Elyra Runescar había comenzado a entrenar en el momento en que llegó a casa; ni siquiera se cambió de ropa.

Su cabello rojo carmesí, del tono de la sangre recién derramada, se mecía y brillaba con cada movimiento, atrapando la luz de la luna como si fuera una llama que ardía en solitario en el silencioso patio.

Su respiración era constante, controlada, mesurada; cada exhalación, una promesa disciplinada para sí misma.

Su mandoble se movía junto a su cuerpo.

Cada uno de sus movimientos hacía que pareciera que estaba bailando.

No practicaba en aras de la belleza, pero sus movimientos la poseían: afilados, fluidos, resueltos.

El filo plateado de su espada reflejaba la luz de la luna, trazando arcos en el aire frío.
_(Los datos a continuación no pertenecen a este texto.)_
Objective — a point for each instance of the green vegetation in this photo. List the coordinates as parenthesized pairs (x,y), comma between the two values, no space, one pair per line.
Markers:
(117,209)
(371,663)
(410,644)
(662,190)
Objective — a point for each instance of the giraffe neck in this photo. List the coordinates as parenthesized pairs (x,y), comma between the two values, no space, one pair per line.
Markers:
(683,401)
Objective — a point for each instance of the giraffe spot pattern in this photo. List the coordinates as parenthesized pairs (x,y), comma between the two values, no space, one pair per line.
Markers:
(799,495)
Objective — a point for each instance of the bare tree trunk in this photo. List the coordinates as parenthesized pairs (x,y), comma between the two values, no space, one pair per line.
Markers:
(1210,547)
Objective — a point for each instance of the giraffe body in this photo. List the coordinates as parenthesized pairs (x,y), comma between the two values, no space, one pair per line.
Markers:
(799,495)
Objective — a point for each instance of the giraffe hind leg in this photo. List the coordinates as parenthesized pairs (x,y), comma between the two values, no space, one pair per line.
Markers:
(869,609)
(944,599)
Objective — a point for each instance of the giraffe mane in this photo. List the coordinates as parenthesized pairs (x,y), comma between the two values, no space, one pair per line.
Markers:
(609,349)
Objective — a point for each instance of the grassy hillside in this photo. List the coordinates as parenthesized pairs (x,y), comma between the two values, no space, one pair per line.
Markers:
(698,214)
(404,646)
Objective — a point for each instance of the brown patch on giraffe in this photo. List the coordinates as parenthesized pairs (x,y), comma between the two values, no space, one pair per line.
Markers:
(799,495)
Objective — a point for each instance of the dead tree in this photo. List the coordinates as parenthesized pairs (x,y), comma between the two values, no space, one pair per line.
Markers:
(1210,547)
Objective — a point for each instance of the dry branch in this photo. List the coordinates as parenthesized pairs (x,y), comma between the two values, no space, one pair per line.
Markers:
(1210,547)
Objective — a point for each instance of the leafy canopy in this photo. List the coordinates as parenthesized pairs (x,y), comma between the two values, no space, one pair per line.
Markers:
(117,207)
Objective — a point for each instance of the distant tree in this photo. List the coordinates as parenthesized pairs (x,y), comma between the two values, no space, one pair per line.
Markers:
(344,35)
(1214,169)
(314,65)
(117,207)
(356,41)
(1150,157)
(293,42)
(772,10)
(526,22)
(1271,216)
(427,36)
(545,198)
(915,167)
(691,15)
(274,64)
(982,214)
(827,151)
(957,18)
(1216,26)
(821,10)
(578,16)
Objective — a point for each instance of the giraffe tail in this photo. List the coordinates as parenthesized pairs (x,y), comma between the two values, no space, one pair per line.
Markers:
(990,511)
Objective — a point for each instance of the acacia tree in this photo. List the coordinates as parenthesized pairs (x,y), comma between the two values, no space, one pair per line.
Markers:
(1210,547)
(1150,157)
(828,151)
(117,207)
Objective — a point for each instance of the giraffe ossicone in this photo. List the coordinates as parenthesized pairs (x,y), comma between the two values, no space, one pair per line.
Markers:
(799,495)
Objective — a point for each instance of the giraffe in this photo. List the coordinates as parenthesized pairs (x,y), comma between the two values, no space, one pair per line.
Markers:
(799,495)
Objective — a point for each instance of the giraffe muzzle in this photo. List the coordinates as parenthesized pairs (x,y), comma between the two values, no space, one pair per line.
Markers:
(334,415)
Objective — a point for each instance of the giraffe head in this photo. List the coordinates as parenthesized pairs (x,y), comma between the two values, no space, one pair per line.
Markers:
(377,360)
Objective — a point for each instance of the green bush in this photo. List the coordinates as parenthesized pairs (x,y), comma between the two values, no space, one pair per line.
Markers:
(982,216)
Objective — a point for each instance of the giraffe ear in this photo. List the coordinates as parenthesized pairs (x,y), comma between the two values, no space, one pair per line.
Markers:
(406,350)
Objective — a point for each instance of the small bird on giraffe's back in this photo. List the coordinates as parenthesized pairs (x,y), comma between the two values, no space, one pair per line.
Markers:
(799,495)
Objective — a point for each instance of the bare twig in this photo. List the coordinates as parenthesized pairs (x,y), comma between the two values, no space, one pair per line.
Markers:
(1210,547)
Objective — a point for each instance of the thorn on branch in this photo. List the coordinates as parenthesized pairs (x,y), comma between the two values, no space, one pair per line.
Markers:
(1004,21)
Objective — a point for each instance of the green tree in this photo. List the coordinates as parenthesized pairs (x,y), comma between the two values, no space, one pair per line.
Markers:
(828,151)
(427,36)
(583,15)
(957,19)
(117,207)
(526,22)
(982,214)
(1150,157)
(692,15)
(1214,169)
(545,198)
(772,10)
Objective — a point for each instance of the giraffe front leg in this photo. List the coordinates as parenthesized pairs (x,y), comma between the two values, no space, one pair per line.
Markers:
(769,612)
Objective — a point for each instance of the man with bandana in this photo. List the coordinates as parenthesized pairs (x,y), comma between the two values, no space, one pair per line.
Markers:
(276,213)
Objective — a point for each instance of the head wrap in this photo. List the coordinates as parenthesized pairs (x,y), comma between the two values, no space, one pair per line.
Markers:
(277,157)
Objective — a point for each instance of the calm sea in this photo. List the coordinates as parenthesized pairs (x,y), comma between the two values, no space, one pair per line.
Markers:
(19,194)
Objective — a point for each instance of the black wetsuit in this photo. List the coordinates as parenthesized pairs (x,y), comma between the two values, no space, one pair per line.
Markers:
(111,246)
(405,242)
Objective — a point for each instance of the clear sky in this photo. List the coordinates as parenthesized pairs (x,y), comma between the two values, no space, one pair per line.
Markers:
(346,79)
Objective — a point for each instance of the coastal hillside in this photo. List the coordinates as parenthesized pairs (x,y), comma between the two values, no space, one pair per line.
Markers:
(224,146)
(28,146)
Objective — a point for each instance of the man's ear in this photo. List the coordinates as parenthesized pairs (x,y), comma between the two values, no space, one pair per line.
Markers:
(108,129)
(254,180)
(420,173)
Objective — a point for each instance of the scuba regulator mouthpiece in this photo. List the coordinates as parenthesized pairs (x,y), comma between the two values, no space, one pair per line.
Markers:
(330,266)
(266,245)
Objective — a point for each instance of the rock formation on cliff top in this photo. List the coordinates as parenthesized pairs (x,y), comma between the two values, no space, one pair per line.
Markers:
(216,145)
Con cada estocada, el suelo bajo sus pies rozaba, y las baldosas susurraban bajo sus botas.

«Lucen».

Una vez más, visualizó aquel combate.

Si hubiera sido ella la que se enfrentara a Eisen, podría no haber durado mucho antes de ser derrotada.

Hizo un entrenamiento de visualización con Eisen y Lucen como oponentes.

Teniendo a Eisen como adversario, había ganado cuatro de cada diez veces.

Incluso contra alguien de ese nivel, podía imaginarse ganando, pero cuando imaginaba a Lucen como su oponente, el resultado era bastante unilateral.

Sin importar lo que hiciera, sin importar cómo se moviera, no podía ni siquiera imaginarse tocando a la otra parte, y mucho menos ganándole.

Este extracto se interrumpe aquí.